Elucidating gene regulatory networks is crucial for understanding normal cell physiology and complex pathologic phenotypes. Existing computational methods for the genome-wide "reverse engineering" of such networks have been successful only for lower eukaryotes with simple genomes. Here we present ARACNE, a novel algorithm, using microarray expression profiles, specifically designed to scale up to the complexity of regulatory networks in mammalian cells, yet general enough to address a wider range of network deconvolution problems. This method uses an information theoretic approach to eliminate the majority of indirect interactions inferred by co-expression methods.

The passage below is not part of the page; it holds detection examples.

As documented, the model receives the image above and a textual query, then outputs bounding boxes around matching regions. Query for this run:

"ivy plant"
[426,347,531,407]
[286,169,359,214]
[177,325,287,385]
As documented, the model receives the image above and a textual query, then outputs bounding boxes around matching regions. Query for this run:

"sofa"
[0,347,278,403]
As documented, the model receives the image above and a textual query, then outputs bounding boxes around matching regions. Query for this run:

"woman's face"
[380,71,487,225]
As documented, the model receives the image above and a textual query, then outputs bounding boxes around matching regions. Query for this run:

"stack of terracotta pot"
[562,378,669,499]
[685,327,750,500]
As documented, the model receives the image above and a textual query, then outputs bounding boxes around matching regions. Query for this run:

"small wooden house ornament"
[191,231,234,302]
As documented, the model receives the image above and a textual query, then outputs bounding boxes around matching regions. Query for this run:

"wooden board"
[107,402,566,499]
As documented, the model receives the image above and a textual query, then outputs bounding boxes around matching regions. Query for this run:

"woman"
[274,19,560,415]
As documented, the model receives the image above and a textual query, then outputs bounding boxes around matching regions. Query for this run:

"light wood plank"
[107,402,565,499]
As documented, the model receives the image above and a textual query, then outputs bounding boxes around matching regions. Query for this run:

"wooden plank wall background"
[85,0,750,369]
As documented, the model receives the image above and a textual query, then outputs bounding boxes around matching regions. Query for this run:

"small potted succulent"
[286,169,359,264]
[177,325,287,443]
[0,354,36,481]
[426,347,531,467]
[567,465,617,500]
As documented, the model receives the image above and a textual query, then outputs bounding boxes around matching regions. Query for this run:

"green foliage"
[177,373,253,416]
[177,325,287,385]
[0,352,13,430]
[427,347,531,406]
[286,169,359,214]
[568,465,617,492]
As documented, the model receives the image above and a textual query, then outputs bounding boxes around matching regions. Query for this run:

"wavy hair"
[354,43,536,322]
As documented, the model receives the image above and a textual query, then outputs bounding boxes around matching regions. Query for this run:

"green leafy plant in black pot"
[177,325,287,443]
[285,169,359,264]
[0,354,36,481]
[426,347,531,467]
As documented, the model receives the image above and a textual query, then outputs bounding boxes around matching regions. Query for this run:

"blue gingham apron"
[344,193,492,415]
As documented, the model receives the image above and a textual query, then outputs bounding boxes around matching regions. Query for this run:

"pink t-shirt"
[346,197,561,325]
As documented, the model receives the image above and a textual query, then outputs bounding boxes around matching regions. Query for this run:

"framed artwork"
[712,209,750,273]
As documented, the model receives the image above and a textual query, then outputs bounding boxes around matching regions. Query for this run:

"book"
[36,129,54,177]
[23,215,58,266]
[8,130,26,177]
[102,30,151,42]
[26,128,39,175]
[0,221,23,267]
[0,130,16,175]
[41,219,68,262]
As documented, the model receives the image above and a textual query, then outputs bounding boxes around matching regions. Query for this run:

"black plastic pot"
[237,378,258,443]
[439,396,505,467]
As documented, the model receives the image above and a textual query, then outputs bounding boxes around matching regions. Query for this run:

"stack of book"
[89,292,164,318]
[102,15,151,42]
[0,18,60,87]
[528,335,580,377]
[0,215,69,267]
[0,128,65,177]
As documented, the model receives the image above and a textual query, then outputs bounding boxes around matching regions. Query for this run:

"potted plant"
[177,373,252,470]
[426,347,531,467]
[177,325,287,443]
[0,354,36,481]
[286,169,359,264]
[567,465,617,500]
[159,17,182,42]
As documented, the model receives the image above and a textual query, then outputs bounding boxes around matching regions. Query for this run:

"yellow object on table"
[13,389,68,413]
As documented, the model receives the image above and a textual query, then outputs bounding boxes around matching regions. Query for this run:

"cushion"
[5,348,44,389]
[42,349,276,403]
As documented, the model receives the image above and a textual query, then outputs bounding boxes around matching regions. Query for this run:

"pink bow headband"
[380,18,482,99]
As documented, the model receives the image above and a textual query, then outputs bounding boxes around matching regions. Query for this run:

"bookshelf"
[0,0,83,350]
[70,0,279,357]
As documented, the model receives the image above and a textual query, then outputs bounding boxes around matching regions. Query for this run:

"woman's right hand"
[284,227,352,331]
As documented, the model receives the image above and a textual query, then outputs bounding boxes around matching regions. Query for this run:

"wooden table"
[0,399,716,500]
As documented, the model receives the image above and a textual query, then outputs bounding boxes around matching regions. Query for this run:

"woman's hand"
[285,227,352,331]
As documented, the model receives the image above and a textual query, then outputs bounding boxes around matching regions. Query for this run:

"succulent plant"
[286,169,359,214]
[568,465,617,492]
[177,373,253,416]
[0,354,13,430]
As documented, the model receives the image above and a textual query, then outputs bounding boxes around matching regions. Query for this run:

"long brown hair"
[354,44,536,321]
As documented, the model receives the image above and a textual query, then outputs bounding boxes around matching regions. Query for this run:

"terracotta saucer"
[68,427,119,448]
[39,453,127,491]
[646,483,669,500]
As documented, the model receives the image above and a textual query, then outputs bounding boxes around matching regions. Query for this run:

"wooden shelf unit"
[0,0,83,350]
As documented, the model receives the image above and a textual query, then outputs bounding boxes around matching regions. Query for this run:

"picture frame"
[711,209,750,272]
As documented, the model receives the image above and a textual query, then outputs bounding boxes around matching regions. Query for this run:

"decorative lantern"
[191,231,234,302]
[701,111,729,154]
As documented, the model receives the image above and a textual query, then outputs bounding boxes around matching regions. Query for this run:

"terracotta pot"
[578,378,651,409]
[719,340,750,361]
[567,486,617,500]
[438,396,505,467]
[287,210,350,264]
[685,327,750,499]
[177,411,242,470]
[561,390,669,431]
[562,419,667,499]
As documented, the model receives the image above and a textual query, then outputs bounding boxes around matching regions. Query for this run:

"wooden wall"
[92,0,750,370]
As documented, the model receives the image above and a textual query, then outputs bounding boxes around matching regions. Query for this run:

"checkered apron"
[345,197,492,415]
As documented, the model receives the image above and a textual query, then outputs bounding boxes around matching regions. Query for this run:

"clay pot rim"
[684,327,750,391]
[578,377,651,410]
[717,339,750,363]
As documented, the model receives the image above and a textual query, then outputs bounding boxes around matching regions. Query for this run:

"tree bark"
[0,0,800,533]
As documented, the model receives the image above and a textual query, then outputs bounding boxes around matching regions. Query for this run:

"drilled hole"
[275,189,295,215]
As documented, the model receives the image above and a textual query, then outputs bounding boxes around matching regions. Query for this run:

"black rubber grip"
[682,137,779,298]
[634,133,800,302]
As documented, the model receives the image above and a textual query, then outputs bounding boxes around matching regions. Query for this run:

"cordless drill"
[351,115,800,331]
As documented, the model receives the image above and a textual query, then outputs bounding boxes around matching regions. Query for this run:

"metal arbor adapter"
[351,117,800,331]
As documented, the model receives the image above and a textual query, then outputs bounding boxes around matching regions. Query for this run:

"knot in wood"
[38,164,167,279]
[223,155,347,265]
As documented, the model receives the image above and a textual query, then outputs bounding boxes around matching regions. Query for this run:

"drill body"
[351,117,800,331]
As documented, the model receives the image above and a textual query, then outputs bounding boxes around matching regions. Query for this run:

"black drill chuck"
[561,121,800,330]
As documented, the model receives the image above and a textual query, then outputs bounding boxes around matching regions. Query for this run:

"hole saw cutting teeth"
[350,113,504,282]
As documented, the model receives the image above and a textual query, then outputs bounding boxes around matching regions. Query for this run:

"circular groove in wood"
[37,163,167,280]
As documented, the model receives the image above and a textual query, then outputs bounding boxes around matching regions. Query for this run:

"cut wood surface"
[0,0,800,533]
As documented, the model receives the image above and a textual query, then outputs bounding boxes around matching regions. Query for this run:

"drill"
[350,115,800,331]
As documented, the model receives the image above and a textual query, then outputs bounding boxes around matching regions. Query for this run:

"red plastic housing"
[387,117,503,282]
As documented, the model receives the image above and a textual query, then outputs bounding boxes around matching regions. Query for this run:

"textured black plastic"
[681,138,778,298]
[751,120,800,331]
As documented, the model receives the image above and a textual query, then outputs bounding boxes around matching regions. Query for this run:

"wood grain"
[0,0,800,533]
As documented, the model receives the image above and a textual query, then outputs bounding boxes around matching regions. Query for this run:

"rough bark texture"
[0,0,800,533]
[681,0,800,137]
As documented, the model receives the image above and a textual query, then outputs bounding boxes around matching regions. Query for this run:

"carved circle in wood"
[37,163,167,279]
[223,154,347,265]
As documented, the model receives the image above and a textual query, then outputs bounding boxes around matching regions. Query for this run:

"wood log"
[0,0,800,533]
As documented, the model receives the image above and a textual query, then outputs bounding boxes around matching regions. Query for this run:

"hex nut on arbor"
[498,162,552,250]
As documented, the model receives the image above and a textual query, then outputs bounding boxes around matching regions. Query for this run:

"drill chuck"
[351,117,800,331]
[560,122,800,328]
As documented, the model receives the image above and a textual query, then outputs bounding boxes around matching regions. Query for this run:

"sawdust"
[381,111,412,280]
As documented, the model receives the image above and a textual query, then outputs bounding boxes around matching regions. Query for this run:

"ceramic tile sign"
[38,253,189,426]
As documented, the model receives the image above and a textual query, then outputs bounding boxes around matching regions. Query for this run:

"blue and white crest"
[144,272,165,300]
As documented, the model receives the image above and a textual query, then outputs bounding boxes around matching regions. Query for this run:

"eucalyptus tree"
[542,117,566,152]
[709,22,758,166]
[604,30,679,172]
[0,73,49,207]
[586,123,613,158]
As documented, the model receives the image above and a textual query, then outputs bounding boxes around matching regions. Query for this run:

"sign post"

We prove that ARACNE reconstructs the network exactly (asymptotically) if the effect of loops in the network topology is negligible, and we show that the algorithm works well in practice, even in the presence of numerous loops and complex topologies. We assess ARACNE's ability to reconstruct transcriptional regulatory networks using both a realistic synthetic dataset and a microarray dataset from human B cells. On synthetic datasets ARACNE achieves very low error rates and outperforms established methods, such as Relevance Networks and Bayesian Networks. Application to the deconvolution of genetic networks in human B cells demonstrates ARACNE's ability to infer validated transcriptional targets of the cMYC proto-oncogene. We also study the effects of misestimation of mutual information on network reconstruction, and show that algorithms based on mutual information ranking are more resilient to estimation errors.
ARACNE shows promise in identifying direct transcriptional interactions in mammalian cellular networks, a problem that has challenged existing reverse engineering algorithms. This approach should enhance our ability to use microarray data to elucidate functional mechanisms that underlie cellular processes and to identify molecular targets of pharmacological compounds in mammalian cellular networks.